Cidera Pleksus Brakialis di Indonesia: Pengalaman dari Negara Berkembang

Share on facebook
Share on google
Share on twitter
Share on linkedin
Foto oleh parenting.orami.co.id

Cidera pleksus brakialis adalah cidera yang cukup berat dan dapat mengarah pada gangguan fungsi lengan, disabilitas, beban sosioekonomi, dan gangguan psikologis yang sering terjadi pada laki-laki muda usia produktif. Penyebab tersering dari cidera pleksus brakialis adalah kecelakaan motor. Indonesia adalah negara berkembang dimana masih banyak penduduknya yang menggunakan sepeda motor sebagai sarana transportasi. Tingkat kecelakaan di Indonesia pun cukup tinggi, terutama kecelakaan sepeda motor. Dari hasil pengamatan di Indonesia 10 tahun terakhir ini menunjukkan bahwa pengendara sepeda motor menjadi orang yang rentan mengalami kecelakaan, yang selanjutnya dapat mengalami cidera pada pleksus brakialis. Namun belum ada data epidemiologi mengenai cidera ini di Indonesia.

Penelitian ini merupakan studi retrospektif yang terdiri dari 491 pasien dengan cidera pleksus brakialis di RSUD Dr. Soetomo pada bulan Januari 2003 hingga Oktober 2019. Departemen Orthopaedi dan Traumatologi RSUD Dr. Soetomo Surabaya menjadi salah satu dari 3 pusat rujukan pasien dengan cidera pleksus brakialis se Indonesia. Informasi yang akan diambil adalah berupa data mengenai usia, gender, penyebab cidera, cidera lain yang menyertai, cidera pada tulang yang menyertai, tipe cidera, sisi cidera, waktu dilakukannya operasi, prosedur operasi, dan hasil akhir pasca terapi yang diambil dari rekam medis pasien.

Dari data yang didapatkan, karakteristik pasien dengan cidera pleksus brakialis paling banyak mengenai laki-laki usia muda dengan penyebab terseringnya adalah kecelakaan sepeda motor. Bagian tubuh yang lebih sering terkena adalah sisi kanan bahu. Selain itu, data juga menunjukkan bahwa cidera pleksus brakialis ini sering disertai cidera lain seperti fraktur, dan paling sering adalah fraktur dari tulang bahu atau klavikula. Pasien-pasien tersebut kebanyakan mendapat terapi setelah lebih dari 12 bulan, dengan prosedur operasi yang paling sering dikerjakan adalah cangkok otot beserta saraf dan pembuluh darahnya (free functional muscle transfer) untuk membantu mengembalikan fungsi dari gerakan sendi, terutama sendi siku dan pergelangan tangan. Dari data analisis hasil akhir (outcome), didapatkan hasil peningkatan signifikan dari kualitas hidup yang dihitung menggunakan skoring DASH (Disabilities of the Arm, Shoulder, and Hand) dan penurunan angka nyeri yang signifikan pada pasien cidera pleksus brakialis komplit dari sebelum dan sesudah operasi. Didapatkan juga peningkatan ruang gerak sendi secara aktif pada pasien cidera pleksus brakialis inkomplit paska operasi.

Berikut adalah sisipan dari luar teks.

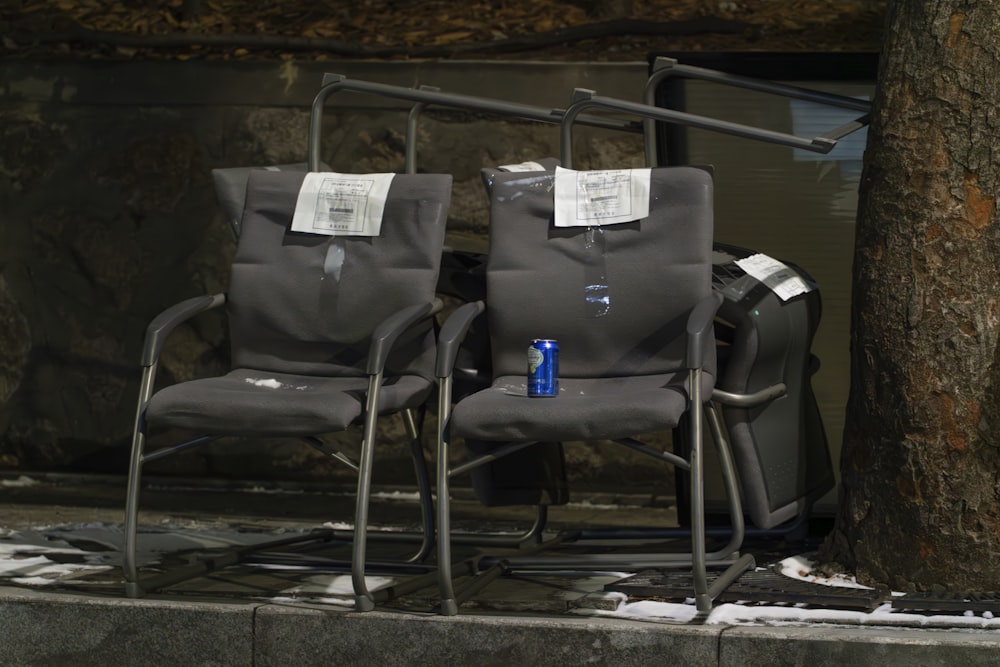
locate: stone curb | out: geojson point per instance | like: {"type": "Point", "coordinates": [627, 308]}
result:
{"type": "Point", "coordinates": [40, 628]}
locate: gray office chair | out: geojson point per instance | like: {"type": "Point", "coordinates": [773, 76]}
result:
{"type": "Point", "coordinates": [639, 360]}
{"type": "Point", "coordinates": [326, 332]}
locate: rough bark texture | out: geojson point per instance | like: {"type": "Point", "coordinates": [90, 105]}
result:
{"type": "Point", "coordinates": [920, 505]}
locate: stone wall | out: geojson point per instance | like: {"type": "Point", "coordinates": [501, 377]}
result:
{"type": "Point", "coordinates": [108, 215]}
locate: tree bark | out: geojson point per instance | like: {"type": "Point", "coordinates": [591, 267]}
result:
{"type": "Point", "coordinates": [920, 488]}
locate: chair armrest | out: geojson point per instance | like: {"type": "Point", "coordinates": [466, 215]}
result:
{"type": "Point", "coordinates": [700, 327]}
{"type": "Point", "coordinates": [164, 323]}
{"type": "Point", "coordinates": [765, 395]}
{"type": "Point", "coordinates": [386, 333]}
{"type": "Point", "coordinates": [453, 333]}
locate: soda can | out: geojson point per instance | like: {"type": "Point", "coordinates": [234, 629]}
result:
{"type": "Point", "coordinates": [543, 368]}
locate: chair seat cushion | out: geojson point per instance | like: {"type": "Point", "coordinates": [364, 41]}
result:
{"type": "Point", "coordinates": [247, 402]}
{"type": "Point", "coordinates": [585, 409]}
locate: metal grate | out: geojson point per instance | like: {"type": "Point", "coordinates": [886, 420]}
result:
{"type": "Point", "coordinates": [950, 602]}
{"type": "Point", "coordinates": [759, 586]}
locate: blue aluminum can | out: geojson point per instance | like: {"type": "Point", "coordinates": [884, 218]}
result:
{"type": "Point", "coordinates": [543, 368]}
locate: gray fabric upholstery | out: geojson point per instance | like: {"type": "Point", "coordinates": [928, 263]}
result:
{"type": "Point", "coordinates": [293, 322]}
{"type": "Point", "coordinates": [586, 409]}
{"type": "Point", "coordinates": [231, 187]}
{"type": "Point", "coordinates": [245, 402]}
{"type": "Point", "coordinates": [621, 373]}
{"type": "Point", "coordinates": [288, 313]}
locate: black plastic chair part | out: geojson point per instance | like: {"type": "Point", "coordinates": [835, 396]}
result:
{"type": "Point", "coordinates": [326, 332]}
{"type": "Point", "coordinates": [639, 361]}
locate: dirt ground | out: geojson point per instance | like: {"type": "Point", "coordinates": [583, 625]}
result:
{"type": "Point", "coordinates": [582, 30]}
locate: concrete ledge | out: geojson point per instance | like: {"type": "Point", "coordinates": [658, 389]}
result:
{"type": "Point", "coordinates": [49, 629]}
{"type": "Point", "coordinates": [300, 636]}
{"type": "Point", "coordinates": [38, 628]}
{"type": "Point", "coordinates": [878, 646]}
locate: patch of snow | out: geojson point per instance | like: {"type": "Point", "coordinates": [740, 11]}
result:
{"type": "Point", "coordinates": [269, 383]}
{"type": "Point", "coordinates": [802, 568]}
{"type": "Point", "coordinates": [20, 482]}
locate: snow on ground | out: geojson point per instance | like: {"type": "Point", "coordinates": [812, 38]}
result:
{"type": "Point", "coordinates": [44, 556]}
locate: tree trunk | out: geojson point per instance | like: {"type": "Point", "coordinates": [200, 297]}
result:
{"type": "Point", "coordinates": [920, 495]}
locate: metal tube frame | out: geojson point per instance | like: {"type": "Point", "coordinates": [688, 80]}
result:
{"type": "Point", "coordinates": [666, 68]}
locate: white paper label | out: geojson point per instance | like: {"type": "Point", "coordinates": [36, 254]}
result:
{"type": "Point", "coordinates": [590, 198]}
{"type": "Point", "coordinates": [522, 166]}
{"type": "Point", "coordinates": [341, 204]}
{"type": "Point", "coordinates": [779, 278]}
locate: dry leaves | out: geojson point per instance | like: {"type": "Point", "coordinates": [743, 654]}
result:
{"type": "Point", "coordinates": [775, 24]}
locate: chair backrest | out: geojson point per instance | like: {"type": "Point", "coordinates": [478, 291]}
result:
{"type": "Point", "coordinates": [648, 274]}
{"type": "Point", "coordinates": [307, 303]}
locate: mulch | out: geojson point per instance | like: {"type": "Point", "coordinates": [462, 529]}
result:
{"type": "Point", "coordinates": [441, 29]}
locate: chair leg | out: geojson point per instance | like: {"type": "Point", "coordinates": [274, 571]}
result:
{"type": "Point", "coordinates": [129, 566]}
{"type": "Point", "coordinates": [414, 423]}
{"type": "Point", "coordinates": [363, 599]}
{"type": "Point", "coordinates": [449, 606]}
{"type": "Point", "coordinates": [698, 557]}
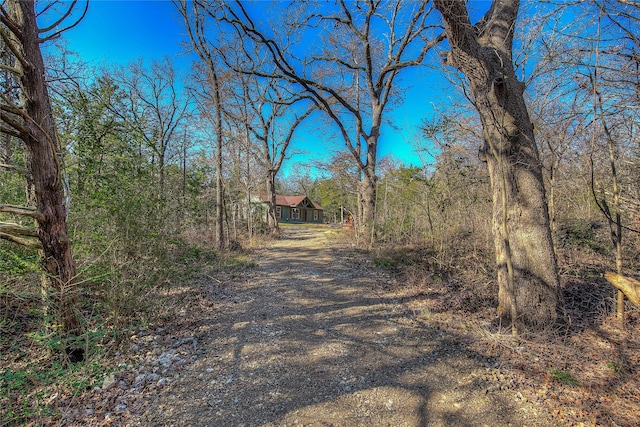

Gambaran data di atas mencerminkan kondisi karakteristik pasien cidera pleksus brakialis di Indonesia yang diambil dari sampel populasi pasien di rumah sakit tersier. Dari sini kita dapat mengetahui bahwa negara Indonesia sebagai negara berkembang masih memiliki beberapa permasalahan, seperti kondisi sosial ekonomi dan tingginya jumlah pengguna sepeda motor serta angka kecelakaannya. Selain itu, keterlambatan penanganan dan rujukan juga menjadi salah satu tantangan. Hal ini seringkali dikarenakan masih banyak yang melakukan pengobatan tradisional. Kondisi ini tentu saja juga akan berpengaruh pada hasil akhir pasien. Penanganan yang cepat dapat meningkatkan kemampuan tubuh untuk mengembalikan fungsi, mengurangi nyeri kronis, dan membuat pasien dapat segera kembali ke aktivitas sehari-hari karena waktu dari terjadinya cidera hingga ke tindakan operasi mempengaruhi level kematian jaringan di atas dari lokasi cidera pleksus brakialis. Populasi pasien saat ini membutuhkan kemampuan teknik operasi yang tinggi untuk prosedur cangkok otot dan tendon, begitu juga dengan dukungan rehabilitasi yang baik.

Oleh karena itu, penanganan pasien dengan cidera pleksus brakialis memerlukan kerjasama tim multidisiplin yang komprehensif dan sistem perujukan yang baik untuk menyediakan penanganan yang terbaik pula bagi pasien dengan cidera pleksus brakialis sehingga dapat memengaruhi hasil akhir dari terapi. Tim multidipilin ini dapat terdiri dari dokter orthopaedi, dokter rehabilitasi medik, dan dokter psikiatri karena follow up pasien setelah operasi tidak kalah penting untuk meningkatkan kualitas hidup dan optimalisasi kondisi lengan pasien paska operasi. Pasien dengan cidera pleksus brakialis juga sering merasa tertekan dengan kondisinya yang tidak lagi produktif sehingga diperlukan bantuan dari dokter psikiatri agar pasien termotivasi untuk melakukan latihan-latihan atau rehabilitasi setelah operasi.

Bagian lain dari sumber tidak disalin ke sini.